Rating: 2 out of 4.

Last Night in Soho is a surreal, psychological thriller from British filmmaker Edgar Wright. Wright has been a beloved cult writer-director for over 15 years, thanks to his trio of Simon Pegg/Nick Frost comedy collaborations (Shaun of the Dead, Hot Fuzz, The World’s End) and his underrated adaptation of Scott Pilgrim vs. the World. With each film, he continues to expand his audience, culminating in 2017’s stylish, smash-hit Baby Driver. Wright’s writing and directing usually showcases a biting, deadpan humor, and Last Night in Soho is a compelling departure from that tone: a straight-faced horror that is well-suited to Wright’s confident directorial flair, even if he and co-screenwriter Krysty Wilson-Cairns struggle to make good on Soho‘s promising set up.

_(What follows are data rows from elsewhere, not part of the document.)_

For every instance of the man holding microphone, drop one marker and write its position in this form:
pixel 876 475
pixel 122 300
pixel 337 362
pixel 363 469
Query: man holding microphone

Thomasin McKenzie (Jojo Rabbit, Leave No Trace) plays the soft-spoken Ellie, an aspiring fashion designer from humble origins entering a prestigious London design school. Quickly overwhelmed by cut-throat realities, Ellie retreats into vivid, recurring dreams of Sandie (The Queen’s Gambit’s Anya Taylor-Joy), a nightclub singer in swinging 60’s London. Ellie becomes entranced with Sandie’s story—until this glamorized past and her present-day life quickly begin to unravel.

Soho is at its most effective early on. McKenzie and Taylor-Joy have compelling screen presence, and we share Ellie’s confusion and fascination as she voyeuristically lives out Sandie’s vibrant nightlife. Those sequences are Soho’s high points, and Wright is flexing his technical muscles. Wright’s strength is his mastery of the edit; throughout his filmography, he uses inventive and decisive edits and cuts to find the perfect rhythm of each scene. His specialty is to beautifully pair image with music, staging thrilling set pieces built from the ground up with the soundtrack in mind. There is a similar infusion of music in Soho that inspires his editing choices, injecting even those weaker moments with life and momentum. During those perhaps-a-dream-perhaps-not sequences, Wright employs practical, old-school, camera trickery, as McKenzie and Taylor-Joy seamlessly switch places during dance sequences, continually blurring the line of reality for both Ellie and the audience.

It’s hard not to give any modern film a pass purely for producing an original story with a distinct point-of-view, but Wright has proven he should be held to a higher critical standard. He and Wilson-Cairns have laced the narrative with commentary on the dangers of over-romanticizing the past and a harsh critique of the sexist hierarchy of the fashion industry (and, by extension, most other industries)—but those thematic ideas feel underserved by the end of the movie. Soho is clearly indebted to superior psychological thrillers, and as the mystery unfolds, the film hits more conventional genre beats and loses the compelling mystique of its opening act. But with those narrative fumbles, Soho is still a slick watch, never losing its striking atmosphere and serving up exciting sequences: visually rich throughout, but ultimately lightweight.


Last Night in Soho is currently playing in theaters. It runs 116 minutes and is rated R for bloody violence, sexual content, language, brief drug material and brief graphic nudity.